You did not ask me for advice but I did not ask you for instructions either. So I think I’m justified in giving you a small hint.
Never ever tell your interlocutors what to do unless they really want you to tell them what to do. It’s a way to ruin the discussion.
It does not. If you can use the same kind of thinking to arrive at the opposite conclusion, then that should tell you there is something wrong with it.
If this discussion is making you nauseous, then you shouldn’t be participating in it.
In discussions revolving around the stuff that interest me philosophically, many come to expect that in any given exchange they’ll find themselves convinced by the argument in one post only to read the next post and be convinced instead, that, no, this makes more sense.
But that’s because in regard to value judgments and political prejudices and identity and free will and God, there never seems to be a way to actually pin the whole truth down.
With math though, some figure there surely must be a way to encompass it.
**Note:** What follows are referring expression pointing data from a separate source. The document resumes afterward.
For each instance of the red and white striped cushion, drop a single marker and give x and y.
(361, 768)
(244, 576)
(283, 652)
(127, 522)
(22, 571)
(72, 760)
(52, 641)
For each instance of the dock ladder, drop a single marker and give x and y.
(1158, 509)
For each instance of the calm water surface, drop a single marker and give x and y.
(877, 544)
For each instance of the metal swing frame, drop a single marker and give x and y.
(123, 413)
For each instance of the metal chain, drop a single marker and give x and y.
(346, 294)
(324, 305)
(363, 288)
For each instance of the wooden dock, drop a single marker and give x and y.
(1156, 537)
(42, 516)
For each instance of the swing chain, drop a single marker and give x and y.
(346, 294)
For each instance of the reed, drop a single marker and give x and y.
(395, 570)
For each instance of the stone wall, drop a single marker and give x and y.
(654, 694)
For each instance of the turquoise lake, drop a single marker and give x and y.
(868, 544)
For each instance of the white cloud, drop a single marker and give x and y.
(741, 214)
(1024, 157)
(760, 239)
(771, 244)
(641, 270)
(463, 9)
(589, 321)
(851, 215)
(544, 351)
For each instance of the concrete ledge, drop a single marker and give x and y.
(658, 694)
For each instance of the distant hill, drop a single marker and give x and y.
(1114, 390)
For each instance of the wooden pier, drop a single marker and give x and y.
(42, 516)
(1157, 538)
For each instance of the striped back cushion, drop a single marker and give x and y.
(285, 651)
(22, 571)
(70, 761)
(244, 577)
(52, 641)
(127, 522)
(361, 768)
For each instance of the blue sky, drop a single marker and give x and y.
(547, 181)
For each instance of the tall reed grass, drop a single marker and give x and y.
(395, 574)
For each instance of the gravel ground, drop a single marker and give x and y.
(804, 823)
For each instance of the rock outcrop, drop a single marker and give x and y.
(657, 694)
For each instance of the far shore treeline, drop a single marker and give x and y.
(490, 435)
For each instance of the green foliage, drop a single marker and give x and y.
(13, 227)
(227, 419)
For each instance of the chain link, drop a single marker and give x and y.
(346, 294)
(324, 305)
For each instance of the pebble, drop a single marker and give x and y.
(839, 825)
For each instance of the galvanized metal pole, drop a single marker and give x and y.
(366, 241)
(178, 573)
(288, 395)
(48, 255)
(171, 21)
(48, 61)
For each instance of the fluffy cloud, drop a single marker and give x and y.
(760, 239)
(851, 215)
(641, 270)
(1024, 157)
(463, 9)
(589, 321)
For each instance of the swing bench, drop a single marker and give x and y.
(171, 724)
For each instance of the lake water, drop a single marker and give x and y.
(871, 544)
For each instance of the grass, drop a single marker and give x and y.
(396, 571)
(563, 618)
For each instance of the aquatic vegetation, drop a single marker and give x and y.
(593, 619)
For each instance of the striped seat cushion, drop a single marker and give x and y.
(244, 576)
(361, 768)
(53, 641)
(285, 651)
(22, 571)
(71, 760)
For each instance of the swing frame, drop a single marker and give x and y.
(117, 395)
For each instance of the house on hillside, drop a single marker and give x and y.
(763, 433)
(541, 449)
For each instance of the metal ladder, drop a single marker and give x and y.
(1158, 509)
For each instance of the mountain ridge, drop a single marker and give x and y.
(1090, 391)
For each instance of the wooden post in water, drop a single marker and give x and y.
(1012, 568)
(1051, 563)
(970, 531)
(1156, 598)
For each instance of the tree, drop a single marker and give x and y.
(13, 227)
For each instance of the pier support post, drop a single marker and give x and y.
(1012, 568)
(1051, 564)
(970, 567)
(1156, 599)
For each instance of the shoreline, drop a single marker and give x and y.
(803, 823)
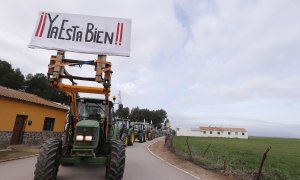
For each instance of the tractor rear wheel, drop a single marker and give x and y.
(124, 138)
(116, 163)
(47, 164)
(131, 139)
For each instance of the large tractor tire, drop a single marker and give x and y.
(124, 138)
(47, 164)
(131, 139)
(116, 163)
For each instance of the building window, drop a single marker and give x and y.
(48, 124)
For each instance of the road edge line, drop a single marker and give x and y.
(22, 157)
(170, 163)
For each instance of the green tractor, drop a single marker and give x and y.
(84, 144)
(89, 136)
(139, 131)
(150, 131)
(124, 131)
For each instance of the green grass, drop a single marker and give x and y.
(282, 162)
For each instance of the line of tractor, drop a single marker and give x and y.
(130, 132)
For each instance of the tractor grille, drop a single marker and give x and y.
(86, 131)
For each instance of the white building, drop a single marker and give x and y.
(214, 132)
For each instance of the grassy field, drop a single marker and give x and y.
(283, 160)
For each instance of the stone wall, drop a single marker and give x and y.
(28, 138)
(37, 138)
(5, 137)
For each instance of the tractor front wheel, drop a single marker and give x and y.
(116, 163)
(131, 139)
(47, 164)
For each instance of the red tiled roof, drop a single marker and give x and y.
(223, 129)
(27, 97)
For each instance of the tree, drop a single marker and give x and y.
(9, 77)
(156, 116)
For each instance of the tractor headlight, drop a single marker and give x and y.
(88, 138)
(79, 138)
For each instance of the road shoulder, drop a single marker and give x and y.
(157, 149)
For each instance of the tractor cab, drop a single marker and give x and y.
(91, 109)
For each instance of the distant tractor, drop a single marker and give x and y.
(139, 131)
(124, 131)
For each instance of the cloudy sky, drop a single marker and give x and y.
(220, 63)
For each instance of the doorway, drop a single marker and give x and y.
(18, 130)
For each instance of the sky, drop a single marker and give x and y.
(207, 63)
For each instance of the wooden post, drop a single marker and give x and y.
(262, 163)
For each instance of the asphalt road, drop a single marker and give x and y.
(140, 164)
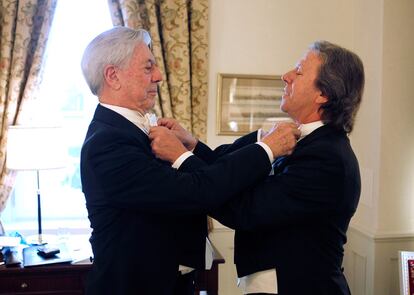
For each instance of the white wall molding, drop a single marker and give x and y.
(383, 236)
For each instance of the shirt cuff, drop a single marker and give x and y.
(259, 134)
(268, 151)
(181, 159)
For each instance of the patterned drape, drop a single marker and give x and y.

But it turns out that the flaw here is that in discussing math without actually connecting the words to people and things out in the world, it still comes down to sets of assumptions about what you insist the words mean…and are telling us about other words.
Me, I don’t have either the education or background to follow the exchange here with any degree of sophistication at all. Instead, I try to grapple with the implications of an exchange of this sort that can go on this long and still nobody is able to convince everyone else that they do indeed grasp the whole truth.
You know, going back to the whole truth about existence itself. 
You don’t run out of points, that’s for sure. For every point on line (B) there is an odd point on line (A). That’s where we agree. Where we disagree is that this means that (B) is equal in length to (A) with odd points taken out. I insist that it does not.
Do you think that (A = {1, 2, 3, \dotso}) and (B = {1, 2, 3, \dots}) are giving us enough information to conclude that the two sets are equal in size?
You obviously do. Like Silhouette, you think the two descriptions represent two infinite sets that are equal in size.
But I don’t.
This is evident in the fact that you can specify any kind of relation between the two sets. You can specify bijection but you can also specify injection. It’s an arbitrary decision.
You can say the two lines are equal. Fine. But if you remove one element from (A), you can no longer say they are equal. Indeed, the size of these two sets is no longer an arbitrary decision. So the fact that you can still specify a bijective relation between the two sets proves nothing.
I can say that (x = 3) and (y = 2). These are arbitrary decisions. But the result of their addition, (x + y), is not an arbitrary decision. It’s something that must logically follow from previously accepted premises. If you accept that (x = 3) and (y = 2), and that the operation of addition means what it normally means, then the result of (x + y) cannot be anything other than (5). The fact that you can change your premises (e.g. change (x) to (5)) to get a different result (e.g. (7)) does not mean that that different result is the result to this particular operation. That’s the kind of mistake that you’re making.
Why do you keep ignoring me Magnus ???
Let’s say you have sets:
1,2,3,4,5,6,7…
1,3,5,7,9,11…
In that latter set, that value is larger!!
For example:
0.333…
Is larger in value than
0.111…
My issue with you Magnus is that you consider this an ORDER of infinity, you actually consider one infinity to be larger than another infinity.
The only way you can prove that ! Is to prove non correspondence.
I’m meeting you halfway Magnus
Because I can’t make any sense out of your posts.